O nascimento do 2099 esteve acompanhado de vendas excelentes:
Ravage, Punisher, Doom venderam um pouco
mais de 300.000 exemplares, enquanto que Spider-Man e X-Men devem ter superado
esse número, talvez chegando ao meio milhão. Outras coleções posteriores, como
2099 Unlimited ou Ghost Rider, superaram sem problemas os 100.000
exemplares vendidos.
No entanto, no final de 1994, todas as séries sofreram uma queda
significativa em suas vendas.

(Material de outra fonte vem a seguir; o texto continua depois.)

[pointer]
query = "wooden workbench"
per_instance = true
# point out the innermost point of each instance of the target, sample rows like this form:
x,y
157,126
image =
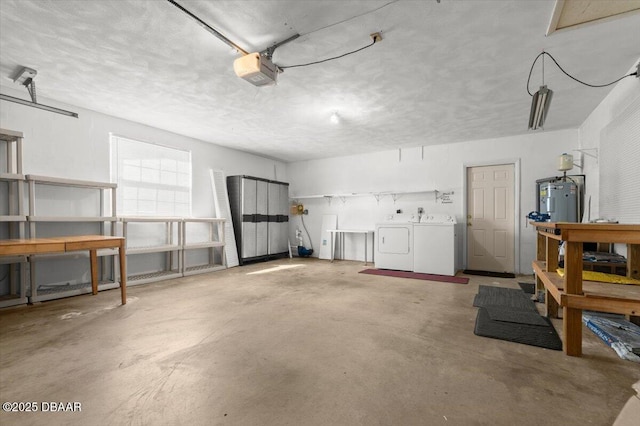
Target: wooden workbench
x,y
570,292
31,246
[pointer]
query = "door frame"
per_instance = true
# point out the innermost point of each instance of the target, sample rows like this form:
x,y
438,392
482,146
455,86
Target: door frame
x,y
516,209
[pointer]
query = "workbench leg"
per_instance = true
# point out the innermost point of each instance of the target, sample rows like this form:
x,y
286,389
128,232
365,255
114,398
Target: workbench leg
x,y
123,272
572,331
94,271
572,318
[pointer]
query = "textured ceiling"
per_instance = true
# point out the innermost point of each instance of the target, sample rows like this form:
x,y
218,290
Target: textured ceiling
x,y
444,72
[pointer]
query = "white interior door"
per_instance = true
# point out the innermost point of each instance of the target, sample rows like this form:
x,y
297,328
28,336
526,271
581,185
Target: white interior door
x,y
490,218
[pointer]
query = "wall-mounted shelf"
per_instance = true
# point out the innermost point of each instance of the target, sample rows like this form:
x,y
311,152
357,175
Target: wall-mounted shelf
x,y
395,195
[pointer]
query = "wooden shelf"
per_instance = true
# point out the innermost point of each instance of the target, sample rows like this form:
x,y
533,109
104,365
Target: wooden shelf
x,y
49,180
596,296
11,177
71,218
573,294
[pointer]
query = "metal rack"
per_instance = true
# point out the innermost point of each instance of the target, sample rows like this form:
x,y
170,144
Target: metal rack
x,y
171,246
214,244
101,216
14,217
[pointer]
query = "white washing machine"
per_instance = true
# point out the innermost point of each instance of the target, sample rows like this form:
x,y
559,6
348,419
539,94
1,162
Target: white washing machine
x,y
434,244
394,243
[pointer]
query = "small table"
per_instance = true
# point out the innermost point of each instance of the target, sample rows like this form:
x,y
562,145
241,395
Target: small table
x,y
29,246
339,234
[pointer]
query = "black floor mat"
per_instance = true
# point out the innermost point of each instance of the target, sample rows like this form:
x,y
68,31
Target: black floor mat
x,y
498,313
529,288
534,335
512,298
489,273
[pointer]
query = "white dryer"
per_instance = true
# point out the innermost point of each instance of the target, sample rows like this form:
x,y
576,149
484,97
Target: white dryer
x,y
435,245
394,244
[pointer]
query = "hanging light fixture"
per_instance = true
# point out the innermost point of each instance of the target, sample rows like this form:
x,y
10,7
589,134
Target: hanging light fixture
x,y
542,98
540,107
539,103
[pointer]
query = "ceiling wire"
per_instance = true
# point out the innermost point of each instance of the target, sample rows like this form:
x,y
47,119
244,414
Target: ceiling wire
x,y
282,67
209,28
543,54
351,18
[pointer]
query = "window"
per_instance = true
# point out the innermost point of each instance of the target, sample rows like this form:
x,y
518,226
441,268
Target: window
x,y
152,180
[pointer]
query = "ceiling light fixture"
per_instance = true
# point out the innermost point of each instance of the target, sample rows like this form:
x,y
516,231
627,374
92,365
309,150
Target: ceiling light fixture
x,y
539,107
25,78
542,98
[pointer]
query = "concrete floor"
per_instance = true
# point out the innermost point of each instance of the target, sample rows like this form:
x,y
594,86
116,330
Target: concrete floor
x,y
316,344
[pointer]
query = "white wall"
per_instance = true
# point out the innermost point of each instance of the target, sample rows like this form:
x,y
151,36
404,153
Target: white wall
x,y
442,167
621,97
78,148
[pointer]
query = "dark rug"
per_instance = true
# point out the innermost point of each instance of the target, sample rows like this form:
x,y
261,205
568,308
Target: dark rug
x,y
489,273
529,288
506,298
509,314
416,275
497,313
534,335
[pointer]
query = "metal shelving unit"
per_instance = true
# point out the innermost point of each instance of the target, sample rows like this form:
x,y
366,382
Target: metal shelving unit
x,y
39,224
214,244
171,246
14,217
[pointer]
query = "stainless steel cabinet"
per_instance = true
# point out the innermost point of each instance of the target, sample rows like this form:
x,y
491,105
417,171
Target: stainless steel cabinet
x,y
259,210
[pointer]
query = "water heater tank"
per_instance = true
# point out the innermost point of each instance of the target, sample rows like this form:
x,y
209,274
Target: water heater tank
x,y
560,201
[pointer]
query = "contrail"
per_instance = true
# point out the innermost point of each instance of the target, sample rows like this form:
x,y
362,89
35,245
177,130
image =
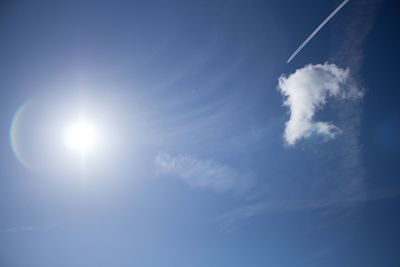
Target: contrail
x,y
317,29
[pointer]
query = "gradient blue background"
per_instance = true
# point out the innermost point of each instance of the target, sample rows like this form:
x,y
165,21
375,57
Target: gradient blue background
x,y
199,78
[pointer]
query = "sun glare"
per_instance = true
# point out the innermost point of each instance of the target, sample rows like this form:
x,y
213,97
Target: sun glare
x,y
81,136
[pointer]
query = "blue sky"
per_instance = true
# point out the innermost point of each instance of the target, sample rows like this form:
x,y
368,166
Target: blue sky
x,y
213,151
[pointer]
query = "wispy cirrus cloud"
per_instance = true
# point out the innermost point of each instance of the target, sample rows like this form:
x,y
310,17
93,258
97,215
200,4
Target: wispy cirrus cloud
x,y
200,173
306,91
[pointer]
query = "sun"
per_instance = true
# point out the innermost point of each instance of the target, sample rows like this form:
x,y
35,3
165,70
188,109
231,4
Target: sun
x,y
81,136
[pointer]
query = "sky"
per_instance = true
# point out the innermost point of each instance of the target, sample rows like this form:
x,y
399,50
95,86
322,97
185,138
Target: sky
x,y
202,146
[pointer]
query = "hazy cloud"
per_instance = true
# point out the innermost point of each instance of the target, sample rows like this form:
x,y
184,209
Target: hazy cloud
x,y
306,91
204,173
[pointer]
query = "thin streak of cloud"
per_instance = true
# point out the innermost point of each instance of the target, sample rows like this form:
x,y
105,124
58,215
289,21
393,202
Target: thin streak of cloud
x,y
317,30
229,220
200,173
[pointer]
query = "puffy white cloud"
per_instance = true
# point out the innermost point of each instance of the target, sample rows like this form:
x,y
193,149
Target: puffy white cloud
x,y
204,173
306,91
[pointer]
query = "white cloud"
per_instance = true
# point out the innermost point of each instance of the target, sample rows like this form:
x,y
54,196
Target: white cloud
x,y
204,173
306,91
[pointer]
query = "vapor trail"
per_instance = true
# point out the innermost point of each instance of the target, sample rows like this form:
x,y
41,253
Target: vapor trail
x,y
317,29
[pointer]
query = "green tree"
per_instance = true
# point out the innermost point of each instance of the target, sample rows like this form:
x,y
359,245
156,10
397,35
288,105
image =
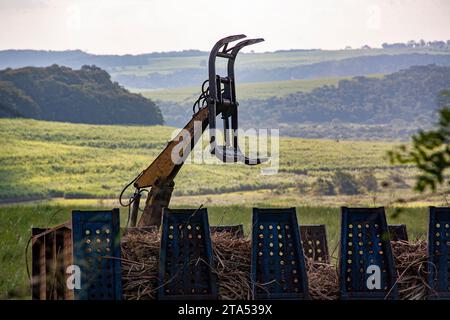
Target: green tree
x,y
430,150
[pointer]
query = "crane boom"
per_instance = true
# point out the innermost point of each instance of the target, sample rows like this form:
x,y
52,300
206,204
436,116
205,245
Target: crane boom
x,y
162,171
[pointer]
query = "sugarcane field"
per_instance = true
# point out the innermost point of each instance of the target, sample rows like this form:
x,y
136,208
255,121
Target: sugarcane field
x,y
220,160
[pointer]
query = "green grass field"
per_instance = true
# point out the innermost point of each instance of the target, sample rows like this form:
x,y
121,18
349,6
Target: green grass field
x,y
260,90
51,159
62,160
16,222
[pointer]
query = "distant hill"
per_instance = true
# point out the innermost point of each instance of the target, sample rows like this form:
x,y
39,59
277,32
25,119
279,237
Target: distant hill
x,y
78,58
355,66
58,93
189,68
389,107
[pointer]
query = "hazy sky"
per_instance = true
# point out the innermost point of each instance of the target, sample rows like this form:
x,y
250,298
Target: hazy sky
x,y
137,26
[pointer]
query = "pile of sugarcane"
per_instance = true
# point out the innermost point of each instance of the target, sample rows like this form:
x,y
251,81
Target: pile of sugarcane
x,y
140,255
411,263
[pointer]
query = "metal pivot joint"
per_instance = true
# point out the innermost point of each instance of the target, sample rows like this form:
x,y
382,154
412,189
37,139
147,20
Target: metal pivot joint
x,y
222,101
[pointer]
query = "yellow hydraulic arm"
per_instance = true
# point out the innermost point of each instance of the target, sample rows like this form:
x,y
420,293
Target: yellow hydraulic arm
x,y
162,171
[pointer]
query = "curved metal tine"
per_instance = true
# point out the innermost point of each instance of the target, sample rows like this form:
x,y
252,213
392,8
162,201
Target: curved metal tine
x,y
239,154
250,161
235,50
212,83
212,59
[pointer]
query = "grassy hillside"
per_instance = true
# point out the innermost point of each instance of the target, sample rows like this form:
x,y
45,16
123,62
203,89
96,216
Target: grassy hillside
x,y
17,221
82,96
54,159
257,90
265,60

X-Men se
manteve em torno de 130.000 exemplares e Spider-Man caiu até os 100.000, sem dúvida uma queda brusca, mas não tão grave
quanto Ravage, que caiu até os 78.000,
ou Doom e Ghost Rider, que dificilmente chegavam a 40.000. Das
outras séries, não conhecemos os números globais, mas os pedidos de Capital
City foram lenta e progressivamente caindo. A última edição de 2099 World
of Tomorrow, que devia vender bem, já que
reunia todos os leitores da linha, apenas vendeu 35.000 exemplares, ficando na
posição 91 da lista de vendas daquele mês.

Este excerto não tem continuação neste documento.